Sunday, 21 February 2010

Snow day=kitchen day

Sunday is that one day of the week that if you use well time-wise, you'll skip through the week ahead. Otherwise you end up dreading hastily prepared lunches that quite often just don't 'work'. For that reason, I got up early this morning to get some sponge method rye bread started and to soak some chickpeas. By the end of the day, these lovelies will be cider rye bread and hummus. Other great things to do on sundays are cookies or flapjacks for week day snacking, oatcakes, a big vat of brown rice or pot barley for freezing in portion sized packs to speed dinner along and some salad dressing or toasty seeds for sprinkling on everything.
This is all made easier today by the fact that it has snowed. Ok, it wasn't a heavy fall, but it's excuse enough for me to stay in.

This morning, I discovered this tasty looking alternative to hummus- Muhammara

Picture courtesy of Closet Cooking

I don't have all the ingredients in the house, but I have to try this as a hummus alternative. I've tried a walnut beetroot dip before and wasn't fussed, I think the smoky sweetness of roasted pepper and smoked chilli would work better with the nuts. I can't believe I've gone so long without knowing about this! I guess I know very little about Levantine cuisine, although I like anything I've tried.

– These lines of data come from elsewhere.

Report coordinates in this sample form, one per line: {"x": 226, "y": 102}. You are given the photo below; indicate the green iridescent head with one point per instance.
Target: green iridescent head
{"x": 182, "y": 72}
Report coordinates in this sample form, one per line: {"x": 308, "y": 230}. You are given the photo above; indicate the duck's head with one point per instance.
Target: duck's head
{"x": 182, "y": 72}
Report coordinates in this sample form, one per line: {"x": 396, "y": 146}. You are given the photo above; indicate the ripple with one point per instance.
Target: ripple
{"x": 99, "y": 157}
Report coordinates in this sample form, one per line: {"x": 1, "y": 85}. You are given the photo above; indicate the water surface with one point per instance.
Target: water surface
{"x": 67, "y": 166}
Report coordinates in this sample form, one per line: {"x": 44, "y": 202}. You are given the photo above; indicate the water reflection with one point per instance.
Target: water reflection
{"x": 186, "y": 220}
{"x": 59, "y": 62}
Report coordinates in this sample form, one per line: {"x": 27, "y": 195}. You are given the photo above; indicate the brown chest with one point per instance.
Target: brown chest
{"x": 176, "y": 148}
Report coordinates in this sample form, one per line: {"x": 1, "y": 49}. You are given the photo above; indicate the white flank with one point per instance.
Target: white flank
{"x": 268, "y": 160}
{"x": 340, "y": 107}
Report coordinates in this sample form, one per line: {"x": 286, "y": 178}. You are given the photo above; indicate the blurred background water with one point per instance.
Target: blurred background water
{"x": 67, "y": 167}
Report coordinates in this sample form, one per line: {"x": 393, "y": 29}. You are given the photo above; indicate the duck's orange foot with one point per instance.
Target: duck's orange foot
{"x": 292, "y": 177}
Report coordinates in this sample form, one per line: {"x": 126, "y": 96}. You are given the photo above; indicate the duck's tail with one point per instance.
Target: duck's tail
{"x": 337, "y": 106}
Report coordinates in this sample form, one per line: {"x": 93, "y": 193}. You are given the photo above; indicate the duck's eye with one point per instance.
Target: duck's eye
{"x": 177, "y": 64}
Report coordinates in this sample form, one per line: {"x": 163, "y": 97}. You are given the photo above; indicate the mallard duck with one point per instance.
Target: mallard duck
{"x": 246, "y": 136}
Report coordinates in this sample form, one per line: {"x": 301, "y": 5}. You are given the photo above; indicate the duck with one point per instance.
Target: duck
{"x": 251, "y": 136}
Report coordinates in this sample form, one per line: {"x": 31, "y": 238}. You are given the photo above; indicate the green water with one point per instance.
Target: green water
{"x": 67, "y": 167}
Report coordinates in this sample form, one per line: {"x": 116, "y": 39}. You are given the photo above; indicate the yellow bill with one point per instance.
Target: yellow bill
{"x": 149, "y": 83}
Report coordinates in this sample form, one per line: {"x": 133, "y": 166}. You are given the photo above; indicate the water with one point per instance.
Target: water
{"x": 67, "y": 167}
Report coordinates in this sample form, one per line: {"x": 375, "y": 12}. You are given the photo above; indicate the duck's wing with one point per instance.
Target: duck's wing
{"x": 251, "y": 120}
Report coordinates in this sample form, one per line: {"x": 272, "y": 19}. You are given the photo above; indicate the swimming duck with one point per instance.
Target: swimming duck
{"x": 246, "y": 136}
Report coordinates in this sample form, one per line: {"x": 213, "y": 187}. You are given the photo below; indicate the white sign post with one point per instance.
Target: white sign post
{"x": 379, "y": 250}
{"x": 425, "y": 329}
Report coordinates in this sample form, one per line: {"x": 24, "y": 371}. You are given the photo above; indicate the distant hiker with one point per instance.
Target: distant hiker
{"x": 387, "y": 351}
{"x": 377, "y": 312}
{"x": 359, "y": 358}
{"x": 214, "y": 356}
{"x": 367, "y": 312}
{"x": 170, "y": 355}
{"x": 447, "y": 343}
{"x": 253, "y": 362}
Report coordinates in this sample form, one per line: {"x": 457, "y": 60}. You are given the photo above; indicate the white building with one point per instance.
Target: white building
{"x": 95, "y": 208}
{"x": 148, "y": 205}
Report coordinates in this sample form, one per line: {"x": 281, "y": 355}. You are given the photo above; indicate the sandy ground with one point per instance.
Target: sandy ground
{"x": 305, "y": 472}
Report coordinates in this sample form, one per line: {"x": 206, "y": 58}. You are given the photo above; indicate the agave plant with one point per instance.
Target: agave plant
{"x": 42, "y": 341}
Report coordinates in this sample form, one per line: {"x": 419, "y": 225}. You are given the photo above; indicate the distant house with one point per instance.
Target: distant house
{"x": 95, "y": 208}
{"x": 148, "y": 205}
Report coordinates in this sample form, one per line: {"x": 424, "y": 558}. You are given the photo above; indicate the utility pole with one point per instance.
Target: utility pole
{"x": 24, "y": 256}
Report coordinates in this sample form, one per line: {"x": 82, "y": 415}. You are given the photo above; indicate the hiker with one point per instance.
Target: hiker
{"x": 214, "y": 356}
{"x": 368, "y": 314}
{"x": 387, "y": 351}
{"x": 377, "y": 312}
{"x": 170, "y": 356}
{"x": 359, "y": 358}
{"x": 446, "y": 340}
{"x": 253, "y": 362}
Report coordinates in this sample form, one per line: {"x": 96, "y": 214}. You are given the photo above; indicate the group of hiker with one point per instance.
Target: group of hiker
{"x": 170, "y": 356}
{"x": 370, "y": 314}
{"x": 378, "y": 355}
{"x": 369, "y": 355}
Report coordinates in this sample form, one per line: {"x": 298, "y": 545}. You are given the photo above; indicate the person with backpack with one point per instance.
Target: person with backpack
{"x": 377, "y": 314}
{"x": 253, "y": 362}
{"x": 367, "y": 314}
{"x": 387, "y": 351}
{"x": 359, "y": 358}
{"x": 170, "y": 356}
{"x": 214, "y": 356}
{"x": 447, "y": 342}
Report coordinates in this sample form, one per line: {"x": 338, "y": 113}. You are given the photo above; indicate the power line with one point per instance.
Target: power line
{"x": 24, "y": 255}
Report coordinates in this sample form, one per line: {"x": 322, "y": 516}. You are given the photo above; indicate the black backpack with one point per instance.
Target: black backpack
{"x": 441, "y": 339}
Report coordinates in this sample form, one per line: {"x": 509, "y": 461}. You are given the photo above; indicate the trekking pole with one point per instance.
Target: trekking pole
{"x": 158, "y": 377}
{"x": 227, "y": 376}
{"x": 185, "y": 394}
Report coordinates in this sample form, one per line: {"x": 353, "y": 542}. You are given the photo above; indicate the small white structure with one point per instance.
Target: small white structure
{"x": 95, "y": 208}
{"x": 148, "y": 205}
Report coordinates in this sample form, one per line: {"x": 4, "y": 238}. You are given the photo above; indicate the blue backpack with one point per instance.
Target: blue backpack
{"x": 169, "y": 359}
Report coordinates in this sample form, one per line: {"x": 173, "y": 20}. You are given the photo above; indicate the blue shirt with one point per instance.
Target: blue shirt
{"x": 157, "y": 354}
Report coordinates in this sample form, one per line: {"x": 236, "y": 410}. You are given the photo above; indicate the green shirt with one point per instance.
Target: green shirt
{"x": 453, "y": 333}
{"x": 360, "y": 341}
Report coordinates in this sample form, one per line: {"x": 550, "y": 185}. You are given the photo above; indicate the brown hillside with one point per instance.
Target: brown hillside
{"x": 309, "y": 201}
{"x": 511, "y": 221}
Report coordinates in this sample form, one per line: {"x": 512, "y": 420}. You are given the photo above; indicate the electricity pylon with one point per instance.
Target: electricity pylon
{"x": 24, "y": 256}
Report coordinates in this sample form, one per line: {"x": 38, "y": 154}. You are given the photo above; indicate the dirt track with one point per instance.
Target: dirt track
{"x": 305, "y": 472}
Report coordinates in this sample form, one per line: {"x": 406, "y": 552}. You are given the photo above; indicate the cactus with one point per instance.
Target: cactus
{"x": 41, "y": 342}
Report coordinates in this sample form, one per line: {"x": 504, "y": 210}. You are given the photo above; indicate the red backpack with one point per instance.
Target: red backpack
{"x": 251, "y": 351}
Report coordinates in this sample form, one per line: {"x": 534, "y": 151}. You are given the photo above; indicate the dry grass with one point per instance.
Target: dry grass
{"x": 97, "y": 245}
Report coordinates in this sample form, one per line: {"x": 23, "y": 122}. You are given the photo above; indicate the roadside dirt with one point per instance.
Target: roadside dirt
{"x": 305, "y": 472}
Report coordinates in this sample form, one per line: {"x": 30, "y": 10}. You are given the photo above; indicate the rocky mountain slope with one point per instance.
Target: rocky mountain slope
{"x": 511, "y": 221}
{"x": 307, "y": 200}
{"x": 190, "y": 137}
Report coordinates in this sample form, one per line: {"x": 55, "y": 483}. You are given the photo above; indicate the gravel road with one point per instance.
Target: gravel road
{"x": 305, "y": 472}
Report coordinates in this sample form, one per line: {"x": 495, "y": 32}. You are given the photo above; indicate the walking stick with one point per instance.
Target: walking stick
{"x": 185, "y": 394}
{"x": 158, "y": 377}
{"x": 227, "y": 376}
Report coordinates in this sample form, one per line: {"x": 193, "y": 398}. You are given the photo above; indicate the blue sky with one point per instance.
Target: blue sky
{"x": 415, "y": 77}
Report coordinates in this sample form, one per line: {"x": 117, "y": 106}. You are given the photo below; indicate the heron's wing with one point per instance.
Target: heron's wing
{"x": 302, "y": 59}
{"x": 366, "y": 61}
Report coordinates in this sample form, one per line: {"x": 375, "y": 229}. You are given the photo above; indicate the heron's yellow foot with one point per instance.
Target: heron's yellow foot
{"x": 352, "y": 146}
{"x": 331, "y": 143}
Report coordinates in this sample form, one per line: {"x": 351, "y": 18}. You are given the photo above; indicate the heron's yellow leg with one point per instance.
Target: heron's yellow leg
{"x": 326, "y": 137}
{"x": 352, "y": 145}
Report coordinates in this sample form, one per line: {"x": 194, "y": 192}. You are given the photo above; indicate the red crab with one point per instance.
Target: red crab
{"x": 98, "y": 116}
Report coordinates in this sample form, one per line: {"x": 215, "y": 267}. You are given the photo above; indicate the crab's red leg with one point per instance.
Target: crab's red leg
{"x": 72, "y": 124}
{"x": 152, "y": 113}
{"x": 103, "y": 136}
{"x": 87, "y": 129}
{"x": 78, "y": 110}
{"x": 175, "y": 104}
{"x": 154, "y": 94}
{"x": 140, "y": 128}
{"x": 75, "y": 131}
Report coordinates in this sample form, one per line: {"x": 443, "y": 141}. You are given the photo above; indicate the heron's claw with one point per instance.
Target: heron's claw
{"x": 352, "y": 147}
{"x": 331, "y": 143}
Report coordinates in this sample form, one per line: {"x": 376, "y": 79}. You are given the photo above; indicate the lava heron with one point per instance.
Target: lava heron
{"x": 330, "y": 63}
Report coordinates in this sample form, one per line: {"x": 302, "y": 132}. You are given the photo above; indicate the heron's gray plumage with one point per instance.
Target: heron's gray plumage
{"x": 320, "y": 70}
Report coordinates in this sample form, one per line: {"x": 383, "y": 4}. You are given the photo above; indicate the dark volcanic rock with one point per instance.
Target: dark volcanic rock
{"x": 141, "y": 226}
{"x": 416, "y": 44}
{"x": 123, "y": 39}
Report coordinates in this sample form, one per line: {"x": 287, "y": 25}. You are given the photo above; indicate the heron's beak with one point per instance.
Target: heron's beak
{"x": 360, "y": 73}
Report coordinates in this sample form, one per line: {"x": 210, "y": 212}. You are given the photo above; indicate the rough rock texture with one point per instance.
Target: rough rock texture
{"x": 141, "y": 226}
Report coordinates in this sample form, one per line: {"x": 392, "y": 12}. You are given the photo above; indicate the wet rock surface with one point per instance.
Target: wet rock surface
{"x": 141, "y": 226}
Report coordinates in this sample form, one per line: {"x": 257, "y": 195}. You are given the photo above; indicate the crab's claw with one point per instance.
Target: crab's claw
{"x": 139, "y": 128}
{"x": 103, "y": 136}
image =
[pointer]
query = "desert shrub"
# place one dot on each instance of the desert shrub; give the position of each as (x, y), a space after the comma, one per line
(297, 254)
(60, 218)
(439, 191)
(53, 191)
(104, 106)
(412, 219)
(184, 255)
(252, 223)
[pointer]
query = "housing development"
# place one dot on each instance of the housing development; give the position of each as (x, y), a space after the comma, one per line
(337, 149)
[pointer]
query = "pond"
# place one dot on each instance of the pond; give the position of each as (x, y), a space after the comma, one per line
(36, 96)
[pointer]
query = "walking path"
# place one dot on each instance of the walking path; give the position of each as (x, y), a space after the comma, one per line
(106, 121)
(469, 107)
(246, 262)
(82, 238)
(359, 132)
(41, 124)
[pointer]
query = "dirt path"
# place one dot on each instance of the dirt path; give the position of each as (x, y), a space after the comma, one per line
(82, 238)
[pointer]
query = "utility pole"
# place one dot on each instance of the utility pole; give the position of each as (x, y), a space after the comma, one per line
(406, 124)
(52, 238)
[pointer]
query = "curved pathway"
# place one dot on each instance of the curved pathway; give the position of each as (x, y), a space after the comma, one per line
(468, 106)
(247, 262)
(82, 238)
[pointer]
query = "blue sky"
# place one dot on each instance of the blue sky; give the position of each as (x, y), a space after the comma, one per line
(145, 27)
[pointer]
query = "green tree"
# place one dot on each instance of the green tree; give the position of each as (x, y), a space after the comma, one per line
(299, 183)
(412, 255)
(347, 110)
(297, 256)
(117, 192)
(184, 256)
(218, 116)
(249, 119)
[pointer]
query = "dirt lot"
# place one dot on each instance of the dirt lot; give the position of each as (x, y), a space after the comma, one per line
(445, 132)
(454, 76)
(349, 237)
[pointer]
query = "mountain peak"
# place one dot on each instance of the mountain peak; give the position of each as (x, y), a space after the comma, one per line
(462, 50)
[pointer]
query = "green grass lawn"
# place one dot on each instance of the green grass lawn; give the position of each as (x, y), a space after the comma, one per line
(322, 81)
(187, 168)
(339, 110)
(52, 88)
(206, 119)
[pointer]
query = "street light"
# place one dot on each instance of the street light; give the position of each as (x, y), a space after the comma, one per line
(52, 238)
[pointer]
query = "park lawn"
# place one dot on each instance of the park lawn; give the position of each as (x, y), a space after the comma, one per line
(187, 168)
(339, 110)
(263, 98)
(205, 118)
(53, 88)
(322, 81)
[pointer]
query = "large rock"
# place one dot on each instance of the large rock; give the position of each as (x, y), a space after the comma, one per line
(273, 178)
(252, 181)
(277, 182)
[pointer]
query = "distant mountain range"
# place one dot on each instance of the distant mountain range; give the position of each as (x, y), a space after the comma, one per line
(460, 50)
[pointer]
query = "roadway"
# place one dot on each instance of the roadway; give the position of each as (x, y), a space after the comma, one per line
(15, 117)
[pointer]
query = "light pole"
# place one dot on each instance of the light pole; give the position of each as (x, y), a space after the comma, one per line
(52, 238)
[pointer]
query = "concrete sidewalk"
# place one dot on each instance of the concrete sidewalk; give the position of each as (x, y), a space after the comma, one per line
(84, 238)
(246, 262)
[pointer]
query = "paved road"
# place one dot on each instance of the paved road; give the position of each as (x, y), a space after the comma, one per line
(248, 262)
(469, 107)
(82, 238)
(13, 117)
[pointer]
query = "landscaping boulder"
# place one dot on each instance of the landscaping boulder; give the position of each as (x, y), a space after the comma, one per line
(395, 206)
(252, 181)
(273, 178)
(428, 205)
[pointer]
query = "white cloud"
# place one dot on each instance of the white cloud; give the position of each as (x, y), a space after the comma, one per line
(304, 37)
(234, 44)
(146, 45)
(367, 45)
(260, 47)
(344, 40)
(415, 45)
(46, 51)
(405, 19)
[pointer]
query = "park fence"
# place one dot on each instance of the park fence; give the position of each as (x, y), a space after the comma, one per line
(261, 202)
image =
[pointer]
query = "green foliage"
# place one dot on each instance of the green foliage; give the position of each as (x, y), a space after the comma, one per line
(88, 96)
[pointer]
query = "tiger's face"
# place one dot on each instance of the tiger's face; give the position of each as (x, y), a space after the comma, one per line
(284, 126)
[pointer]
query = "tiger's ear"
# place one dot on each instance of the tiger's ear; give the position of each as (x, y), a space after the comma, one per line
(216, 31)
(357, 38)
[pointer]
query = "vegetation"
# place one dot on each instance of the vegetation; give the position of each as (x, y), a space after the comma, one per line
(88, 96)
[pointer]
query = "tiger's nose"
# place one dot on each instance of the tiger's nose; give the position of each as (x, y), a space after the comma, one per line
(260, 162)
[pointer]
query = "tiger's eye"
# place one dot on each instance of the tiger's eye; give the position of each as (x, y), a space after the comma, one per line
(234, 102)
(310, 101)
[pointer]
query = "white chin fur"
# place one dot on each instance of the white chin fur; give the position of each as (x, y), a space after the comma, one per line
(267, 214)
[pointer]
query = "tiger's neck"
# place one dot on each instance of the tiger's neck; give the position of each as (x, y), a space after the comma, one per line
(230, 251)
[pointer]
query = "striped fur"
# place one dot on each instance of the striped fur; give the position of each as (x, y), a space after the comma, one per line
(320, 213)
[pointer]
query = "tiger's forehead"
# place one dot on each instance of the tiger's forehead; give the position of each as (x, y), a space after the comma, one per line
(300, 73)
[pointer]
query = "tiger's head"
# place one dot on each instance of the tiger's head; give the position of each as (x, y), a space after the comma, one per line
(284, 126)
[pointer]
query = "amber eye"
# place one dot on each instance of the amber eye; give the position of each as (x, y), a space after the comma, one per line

Another great snow day undertaking is Boston beans (or any verrrry slow bean dish). You can of course do this sort of thing on a work day as you can start it in a low oven or slow cooker in the morning and it'll be done for dinner. However, I don't have a slow cooker and wouldn't want to leave electrical equipment or an oven on all day while I'm out of the house. In any case, I'd never be organised enough in the morning to get a stew going- that's why I prep for weekday lunches on sundays as much as possible. So for me slow cook bean dishes are a weekend endeavour, everything in the Le Creuset for 8 hours. It means if it dries out a bit, I can check it, rather than coming home to a pot full of congealed, dried out, semi cooked haricots.

Boston beans
500g small white dry beans (haricot or cannellini), soaked overnight and brought to a hard boil for 10-15 minutes
1 large onion, sliced finely or chopped (whatever you prefer)
4 garlic cloves, chopped
2cm chunk of fresh ginger, grated or finely chopped
a small onion or shallot studded with 4 or 5 cloves (remove before serving), or 4-5 cloves in a little muslin bag, or 1/4 tsp ground cloves
4 tbsp molasses (black treacle would do)
4-5 dried chipotle chillis or 2 tbsp spanish smoked paprika (aka vegan chorizo substitute!)
3 bay leaves
several grinds of black pepper
t tsp dried mustard powder
1 tsp dried thyme
1 tsp ground cumin
1 tsp cayenne pepper
1/2 cup ketchup (I'm using some smoky ketchup), put I've used passata before and it was lovely)
2 tsp salt
Put everything except the salt (it toughens the beans so put it in at the end) in a large casserole pot. Cover with water (more than you might think if you are going out and leaving it alone until it's done) and put in a 120 degrees fan oven (140 conventional) and cook for 6-8 hours, until the beans are very tender. Stir in the salt, remove the clove onion or bag if used, and serve with rice, pot barley, rye bread and/or steamed collard greens. This will definitely, as Hugh Fearnley-Whittingstall is fond of saying, warm your cockles.

And what should you eat on snowy sundays? Oatmeal of course!

His: with vanilla rice milk, heated up frozen raspberries and rice malt syrup

Hers: with one sliced banana, and a teaspoon each of almond butter and rice malt syrup.